If you want to go the other direction and find out which domains point at a given address, an IP lookup shows who an address is registered to, and a WHOIS lookup covers the registration details of the domain itself.
Key takeaways
- An A record maps a name to a 32-bit IPv4 address (like 198.51.100.10); an AAAA record maps it to a 128-bit IPv6 address (like 2001:db8::1).
- Publishing both makes your site dual-stack — reachable over IPv4 and IPv6 — which is the recommended setup today.
- A name can have several A or AAAA records for round-robin, but the client picks one; this spreads traffic, it does not health-check it.
- The apex generally needs literal A/AAAA records, not a CNAME, because a CNAME cannot coexist with other records at the root.
- Lower your TTL before a planned IP change so the switch propagates quickly, and never update just one of the A/AAAA pair.
Check a domain’s A & AAAA records
Look up the live A (IPv4) and AAAA (IPv6) records for any domain on who.is.
Frequently asked questions
What's the difference between an A and an AAAA record?▾
Both point a name at an IP address; they differ in the kind of address. An A record holds a 32-bit IPv4 address in dotted-decimal form, like 198.51.100.10. An AAAA record holds a 128-bit IPv6 address in colon-separated hexadecimal, like 2001:db8::1. Most public sites publish both.
Do I need an AAAA record?▾
You need one if your server has a working IPv6 address and you want IPv6 clients — increasingly common on mobile networks — to connect natively. If your server is IPv4-only, an A record is enough. Just don't publish an AAAA record for an address your server isn't actually listening on, or IPv6-preferring clients may stall before falling back.
Can a domain have multiple A records?▾
Yes. A name can have several A records (and several AAAA records). The DNS server returns the whole list and the client picks one, which is the basis of round-robin DNS. It spreads traffic across servers but does not check whether any of them is healthy, so it is not a substitute for a real load balancer.

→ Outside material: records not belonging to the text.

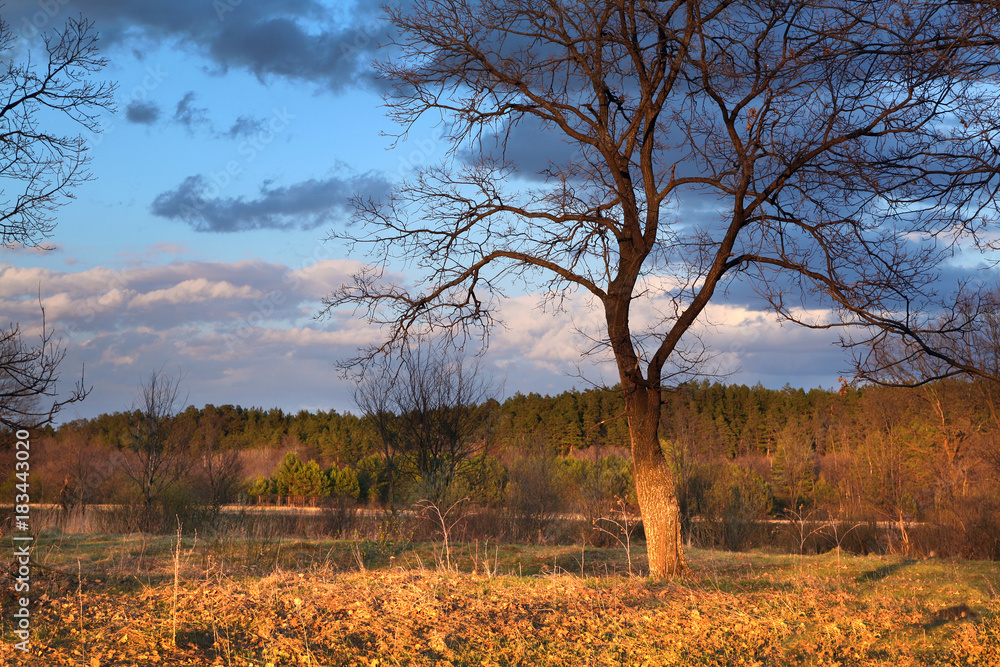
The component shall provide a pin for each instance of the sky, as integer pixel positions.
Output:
(242, 130)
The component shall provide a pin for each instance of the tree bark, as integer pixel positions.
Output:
(654, 484)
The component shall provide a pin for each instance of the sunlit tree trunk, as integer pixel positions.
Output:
(654, 484)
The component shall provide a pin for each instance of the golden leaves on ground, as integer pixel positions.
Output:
(378, 619)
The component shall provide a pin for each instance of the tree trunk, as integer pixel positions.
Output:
(654, 484)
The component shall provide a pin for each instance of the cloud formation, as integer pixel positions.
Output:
(142, 113)
(198, 202)
(301, 40)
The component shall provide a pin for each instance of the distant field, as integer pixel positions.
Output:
(115, 600)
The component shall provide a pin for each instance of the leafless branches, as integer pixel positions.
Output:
(29, 374)
(834, 156)
(38, 168)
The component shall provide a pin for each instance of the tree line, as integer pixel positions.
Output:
(927, 457)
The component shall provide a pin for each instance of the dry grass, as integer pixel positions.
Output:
(260, 602)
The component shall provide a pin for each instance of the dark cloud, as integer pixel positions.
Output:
(142, 113)
(320, 42)
(305, 205)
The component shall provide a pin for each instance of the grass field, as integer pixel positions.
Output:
(136, 600)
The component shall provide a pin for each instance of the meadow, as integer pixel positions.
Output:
(241, 600)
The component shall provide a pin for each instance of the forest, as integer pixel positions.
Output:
(908, 470)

Why can't I use a CNAME at the apex?▾
Standard DNS rules say a name with a CNAME cannot also have other records, but the apex always carries SOA and NS records — so a CNAME there is invalid. That's why the apex normally needs literal A and AAAA records. Some providers offer ALIAS/ANAME or "CNAME flattening" that resolves a target and answers with A/AAAA on your behalf.
I changed my A record but the old site still loads — why?▾
Almost always caching. Resolvers hold your old answer for as long as the record's TTL allows, so if the TTL was long (say a day), some visitors keep reaching the old IP until that cache expires. Lower the TTL before a planned change, wait for the old value to age out, then switch. See TTL and propagation.
How do I see the A and AAAA records for a domain?▾
Run a DNS lookup on who.is and read the A and AAAA rows — they list the live IPv4 and IPv6 addresses resolvers are returning, along with each record's TTL.